En Europe, ce tragique évènement fut l’occasion d’un jouissif lynchage en règle de l’Amérique pécheresse. Le Monde diplomatique affirmait ainsi que “l’ouragan Katrina et les inondations qui ont détruit la Nouvelle Orléans auront probablement fait plusieurs milliers de victimes ; pour la plupart noires et pauvres… Déjà d’autres catastrophes « naturelles » avaient frappé avant tout les plus démunis”. Les journaux l’Humanité et Libération parlaient quant à eux de “plus de 10.000 morts” sur “fond de racisme” tandis qu’en Espagne, le quotidien El Mundo soutenait que cela “met en évidence les points faibles d’un pays qui, occupé (…) par ses aventures impériales, a négligé des sujets bien plus importants, comme le bien-être des ses habitants“. En Italie, la Stampa soulignait quant à elle que “l’ouragan emporte Bush, accusé d’avoir envoyé en Irak les soldats qui auraient pu éviter le désastre“.
Qu’en a-t-il été réellement? L’on sait aujourd’hui qu’un peu plus de 1.500 personnes ont péri durant la catastrophe et que les Noirs et les pauvres n’ont absolument pas été sur-représentés parmi les victimes, relativement à leur part dans la population de la Nouvelle-Orléans. Concernant les préparatifs, plusieurs erreurs furent sans doute commises et la réaction de l’administration Bush manqua certes quelque peu de célérité. Néanmoins, avant de parler d’incompétence ou de débilité, il convient de rappeler que c’est un territoire grand comme les 2/3 de la France qui s’est retrouvé sous les eaux.
Lorsque l’on sait qu’une simple canicule de 15 jours, prévisible et prévue, fit dix fois plus de victimes (15.000) dans l’Hexagone il y a deux ans, certains commentaires auraient gagné à être plus objectifs et modérés. Quant aux prétendus effectifs et moyens militaires détournés au profit de l’Irak, l’on fut presque conduit à croire qu’il ne restait plus un seul engin ou soldat disponibles sur le sol américain. Ce alors que seuls 10,2% des forces US étaient en Irak à ce moment-là et que 75% d’entre elles demeuraient sur le sol national. Durant la tragédie, la Garde Nationale déploya et géra 7.500 hommes, 200 navires et 150 hélicoptères de secours qui effectuèrent plus de 10.000 sorties, transportèrent plus de 88.000 passagers et 18.000 tonnes de matériel et sauvèrent 17.000 survivants.

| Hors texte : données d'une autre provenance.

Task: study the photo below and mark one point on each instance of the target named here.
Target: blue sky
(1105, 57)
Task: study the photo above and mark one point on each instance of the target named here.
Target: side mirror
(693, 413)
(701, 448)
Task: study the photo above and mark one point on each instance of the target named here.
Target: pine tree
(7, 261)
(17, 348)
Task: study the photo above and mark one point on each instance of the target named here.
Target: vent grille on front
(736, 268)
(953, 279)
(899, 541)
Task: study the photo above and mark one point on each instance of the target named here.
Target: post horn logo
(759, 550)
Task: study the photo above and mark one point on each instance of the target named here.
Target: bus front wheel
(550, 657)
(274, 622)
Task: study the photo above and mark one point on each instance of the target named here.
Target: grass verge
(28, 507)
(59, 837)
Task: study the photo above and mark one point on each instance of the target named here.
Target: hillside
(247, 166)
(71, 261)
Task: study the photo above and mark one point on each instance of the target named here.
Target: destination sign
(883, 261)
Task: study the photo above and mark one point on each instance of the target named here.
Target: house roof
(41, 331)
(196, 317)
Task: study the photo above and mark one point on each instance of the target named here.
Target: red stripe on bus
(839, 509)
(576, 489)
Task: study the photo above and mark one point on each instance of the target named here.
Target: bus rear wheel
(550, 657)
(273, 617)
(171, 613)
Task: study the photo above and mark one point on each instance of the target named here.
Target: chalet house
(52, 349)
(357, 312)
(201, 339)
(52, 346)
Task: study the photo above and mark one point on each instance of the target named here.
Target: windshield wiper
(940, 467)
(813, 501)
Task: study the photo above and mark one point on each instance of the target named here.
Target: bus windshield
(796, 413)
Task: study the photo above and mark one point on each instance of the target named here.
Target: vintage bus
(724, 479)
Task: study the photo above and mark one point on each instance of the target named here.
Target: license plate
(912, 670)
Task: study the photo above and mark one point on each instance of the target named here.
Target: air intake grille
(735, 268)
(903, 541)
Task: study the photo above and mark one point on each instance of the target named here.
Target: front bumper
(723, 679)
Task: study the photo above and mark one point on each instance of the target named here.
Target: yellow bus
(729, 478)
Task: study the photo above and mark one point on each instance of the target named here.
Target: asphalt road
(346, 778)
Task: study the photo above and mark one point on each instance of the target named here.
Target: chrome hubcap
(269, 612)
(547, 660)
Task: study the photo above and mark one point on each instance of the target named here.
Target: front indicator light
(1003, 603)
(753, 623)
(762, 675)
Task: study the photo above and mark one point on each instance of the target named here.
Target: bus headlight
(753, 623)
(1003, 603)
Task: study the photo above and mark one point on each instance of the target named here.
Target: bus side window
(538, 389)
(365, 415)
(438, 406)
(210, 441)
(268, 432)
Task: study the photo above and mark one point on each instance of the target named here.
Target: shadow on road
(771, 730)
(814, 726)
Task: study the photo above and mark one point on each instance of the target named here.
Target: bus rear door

Que dire des accusations liées au refus de signer le protocole de Kyoto, sinon que ce fut Bill Clinton et non le président Bush qui fut à l’origine de ce rejet et que, selon un rapport de l’O.N.U., ses effets sur le réchauffement planétaire ne seront qu’infimes?
Ainsi, malgré les erreurs indubitables de l’administration fédérale, c’est avant tout l’incompétence et la partialité des médias qui doivent être dénoncées. Et en dépit de tous les déboires évoqués ci-dessus, l’affaire a vite été oubliée et un mea culpa est attendu en vain des deux côtés de l’Atlantique. Aussi ironique que cela puisse paraître, certains reporters s’étaient réjouis de pouvoir “faire du véritable journalisme” au cours de la catastrophe. Oui, cela ne fait aucun doute, Katrina fut avant tout une défaite honteuse de la presse. Mais loin de constituer un épiphénomène, cette débandade médiatique fut plutôt la conclusion prévisible d’une véritable masse critique, alimentée de façon permanente par les errances journalistiques actuelles.